1. Find and summarise at least three journal articles dealing with Media Representations of Crime.

Media representations of crime, deviance and disorder have been a continual cause of worry. Two opposing anxieties can be noticed in public debate and both are reflected in a large research literature. On the one hand the media are often seen as essentially rebellious, on the other as a more or less abstruse form of social control. Those who see the media as rebellious see media representations of crime as themselves a consequential cause of wayward.

Research Trail

Strategy

My strategy of writing this paper was based on searching the online databases and libraries for the topic media representation of crime. Some of the keywords that will be used to conduct the search are: media, representative, crime, UK, police and so on.

Methods And Mechanisms

The criteria of selection for the articles were relevance to the research topic and the year of publication. Both public and private libraries as well as online libraries will be visited to access the data. Some of the online databases that will be accessed are ebsco, phoenix and so on.

Article 1) Media and Crime: A Critical Introduction (Key Approaches to Criminology) by Yvonne Jewkes [online database ebesco]

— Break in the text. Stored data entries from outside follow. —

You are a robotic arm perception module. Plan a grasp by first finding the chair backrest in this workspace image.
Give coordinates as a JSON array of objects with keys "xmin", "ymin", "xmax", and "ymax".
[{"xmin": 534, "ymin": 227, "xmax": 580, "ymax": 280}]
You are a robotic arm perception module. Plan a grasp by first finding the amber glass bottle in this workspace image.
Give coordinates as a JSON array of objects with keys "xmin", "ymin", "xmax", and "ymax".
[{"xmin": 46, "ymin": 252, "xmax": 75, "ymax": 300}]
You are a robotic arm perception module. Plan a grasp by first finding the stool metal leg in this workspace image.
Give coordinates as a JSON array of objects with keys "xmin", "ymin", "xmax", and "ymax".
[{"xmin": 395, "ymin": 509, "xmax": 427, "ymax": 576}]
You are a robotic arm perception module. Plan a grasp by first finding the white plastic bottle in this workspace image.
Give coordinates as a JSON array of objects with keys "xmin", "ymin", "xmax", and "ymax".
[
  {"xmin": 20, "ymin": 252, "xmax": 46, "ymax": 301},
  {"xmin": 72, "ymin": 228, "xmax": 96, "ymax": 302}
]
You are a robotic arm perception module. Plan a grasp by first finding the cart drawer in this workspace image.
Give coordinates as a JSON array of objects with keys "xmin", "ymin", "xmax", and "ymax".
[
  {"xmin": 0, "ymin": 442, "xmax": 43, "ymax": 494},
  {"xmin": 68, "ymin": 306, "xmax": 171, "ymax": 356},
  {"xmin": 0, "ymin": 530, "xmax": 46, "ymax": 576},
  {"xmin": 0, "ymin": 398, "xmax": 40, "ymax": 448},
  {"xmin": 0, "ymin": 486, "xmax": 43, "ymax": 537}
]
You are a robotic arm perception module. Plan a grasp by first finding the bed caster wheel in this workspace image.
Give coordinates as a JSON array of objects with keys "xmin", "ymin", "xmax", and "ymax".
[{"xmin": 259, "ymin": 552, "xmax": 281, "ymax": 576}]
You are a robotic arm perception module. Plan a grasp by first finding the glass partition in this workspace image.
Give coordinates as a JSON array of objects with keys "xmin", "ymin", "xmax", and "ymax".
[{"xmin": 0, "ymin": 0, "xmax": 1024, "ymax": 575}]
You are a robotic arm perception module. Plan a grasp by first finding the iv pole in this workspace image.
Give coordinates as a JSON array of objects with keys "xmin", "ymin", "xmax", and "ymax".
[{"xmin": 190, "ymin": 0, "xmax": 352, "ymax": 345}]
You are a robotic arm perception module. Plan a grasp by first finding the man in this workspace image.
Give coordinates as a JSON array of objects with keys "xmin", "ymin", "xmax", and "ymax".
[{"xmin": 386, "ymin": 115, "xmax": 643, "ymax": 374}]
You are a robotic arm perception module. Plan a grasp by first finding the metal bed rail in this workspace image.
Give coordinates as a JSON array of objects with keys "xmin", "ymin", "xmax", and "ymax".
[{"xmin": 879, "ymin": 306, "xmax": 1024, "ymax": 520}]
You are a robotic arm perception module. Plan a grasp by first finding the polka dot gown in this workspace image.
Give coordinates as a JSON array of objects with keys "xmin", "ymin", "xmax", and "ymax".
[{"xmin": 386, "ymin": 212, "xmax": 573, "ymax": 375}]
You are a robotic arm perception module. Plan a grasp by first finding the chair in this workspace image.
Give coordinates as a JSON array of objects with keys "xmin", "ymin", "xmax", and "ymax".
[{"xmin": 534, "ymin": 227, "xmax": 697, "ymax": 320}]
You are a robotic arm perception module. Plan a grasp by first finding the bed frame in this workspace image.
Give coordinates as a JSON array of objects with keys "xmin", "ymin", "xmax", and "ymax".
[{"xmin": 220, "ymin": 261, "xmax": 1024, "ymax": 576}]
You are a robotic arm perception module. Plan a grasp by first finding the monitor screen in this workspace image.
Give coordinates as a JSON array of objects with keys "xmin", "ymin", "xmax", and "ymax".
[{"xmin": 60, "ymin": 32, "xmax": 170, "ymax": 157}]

This article depicts that mass media representations of crime, deviance and disorder have been a perennial cause of concern. Two competing anxieties can be discerned in public debate and both are reflected in a large research literature. On the one hand the media are often seen as fundamentally subversive, on the other as a more or less subtle form of social control. Those who see the media as subversive see media representations of crime as themselves a significant cause of offending. This has been a constantly recurring theme of that 'history of respectable fears' which Geoffrey Pearson has traced back through the last few centuries. At the end of the 18th century, for example, the Middlesex magistrate Patrick Colquhoun claimed that crime was rising because 'the morals and habits of the lower ranks in society are growing progressively worse.' He attributed this in part to an alleged wave of bawdy ballad singers who went around entertaining in pubs. He regarded suppression of these as counter-productive, so he urged the government to sponsor rival groups of wholesome ballad singers. He was confident that these 18th century precursors of Sir Cliff Richard and Dame Vera Lynn would soon supplant their bawdy brethren in popularity and influence.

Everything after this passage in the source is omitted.